The GAO approach noted above includes some efficiency or deadweight costs (in addition to basic compliance and software such as highlighted in the $226 billion estimate from the National Taxpayers Union). GAO reckoned tax compliance and efficiency costs of at least $369 billion, as already noted. With no way of knowing actual indirect costs of taxation, and uncertainty with respect to hourly wage costs, and with the desire throughout to use White House/OMB numbers where possible for framing given their applicability to regulatory costs more broadly, we may note that, assuming $43 an hour on the paperwork cost spectrum (less than the 2008 IRS data regarding business paperwork hours costs but higher than individual costs) yields us a back-of-the-envelope placeholder for Treasury paperwork costs (primarily but not exclusively tax compliance) of $316 billion annually ($43 times 7.357 hours) with no way of knowing the distribution between direct cost and deadweight cost.
I include this figure appears in Principia Bureaucratica: A Placeholder for the Total Annual Cost of Federal Regulation and Intervention (my overall regulatory cost placeholder is $1.9 trillion annually). This estimate could be increased to match the GAO or Tax Foundation or Laffer lower bounds and increased our costs considerably, but I have elected to not do so in keeping with Costberg’s “at least this much” format. Salaries do not encompass all the costs of paperwork, of course; pointing to $43 here is a convenience, even though other costs exist.
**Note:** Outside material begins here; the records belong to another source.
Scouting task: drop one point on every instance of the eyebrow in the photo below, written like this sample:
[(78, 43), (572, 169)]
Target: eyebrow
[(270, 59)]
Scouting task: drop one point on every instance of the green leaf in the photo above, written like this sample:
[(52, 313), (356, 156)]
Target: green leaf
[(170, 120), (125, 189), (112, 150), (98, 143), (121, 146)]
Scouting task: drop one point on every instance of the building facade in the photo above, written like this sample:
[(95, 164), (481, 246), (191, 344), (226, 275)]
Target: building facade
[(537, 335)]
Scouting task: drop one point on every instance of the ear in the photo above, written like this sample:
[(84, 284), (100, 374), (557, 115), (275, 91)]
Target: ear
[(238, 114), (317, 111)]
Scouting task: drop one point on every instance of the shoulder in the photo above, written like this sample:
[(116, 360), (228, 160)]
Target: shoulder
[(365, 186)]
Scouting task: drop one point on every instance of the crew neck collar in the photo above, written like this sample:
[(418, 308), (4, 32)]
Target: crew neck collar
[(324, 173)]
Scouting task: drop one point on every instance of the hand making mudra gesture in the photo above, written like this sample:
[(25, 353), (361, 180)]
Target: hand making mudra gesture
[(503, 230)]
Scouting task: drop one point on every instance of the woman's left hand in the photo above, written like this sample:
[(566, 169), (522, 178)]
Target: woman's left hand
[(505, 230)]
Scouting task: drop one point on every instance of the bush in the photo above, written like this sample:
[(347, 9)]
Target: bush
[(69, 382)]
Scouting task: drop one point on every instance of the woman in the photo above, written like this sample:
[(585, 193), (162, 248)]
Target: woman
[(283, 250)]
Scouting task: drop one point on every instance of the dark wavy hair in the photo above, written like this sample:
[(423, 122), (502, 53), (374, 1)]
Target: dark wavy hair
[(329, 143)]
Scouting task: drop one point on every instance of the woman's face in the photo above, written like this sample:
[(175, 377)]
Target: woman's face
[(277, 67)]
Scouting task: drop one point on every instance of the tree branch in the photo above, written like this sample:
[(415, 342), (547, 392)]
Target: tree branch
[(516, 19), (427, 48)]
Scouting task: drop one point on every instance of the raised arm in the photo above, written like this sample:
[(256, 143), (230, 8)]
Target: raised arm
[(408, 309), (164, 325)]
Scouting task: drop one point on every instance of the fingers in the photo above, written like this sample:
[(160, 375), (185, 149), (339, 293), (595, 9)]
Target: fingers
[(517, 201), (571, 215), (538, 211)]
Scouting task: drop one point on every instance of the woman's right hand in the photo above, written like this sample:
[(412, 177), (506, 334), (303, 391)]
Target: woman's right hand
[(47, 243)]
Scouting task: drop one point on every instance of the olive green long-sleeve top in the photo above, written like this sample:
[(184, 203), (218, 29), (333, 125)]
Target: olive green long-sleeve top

Incidentally, the Patient Protection and Affordable Care Act, or the portions of Obamacare that survive, will add “significant complexity” to tax preparation, ending shortcuts like the 1040-EZ form for many who get subsidies among other details.
In his North Dakota speech, Trump singled out tax preparation firm H&R Block as one entity probably not thrilled at the idea of tax simplification. That firm alone has annual revenues of nearly $3 billion.
Know what else is interesting about tax compliance costs of some $300 billion?
It’s the same amount as corporate income tax collections. What a waste.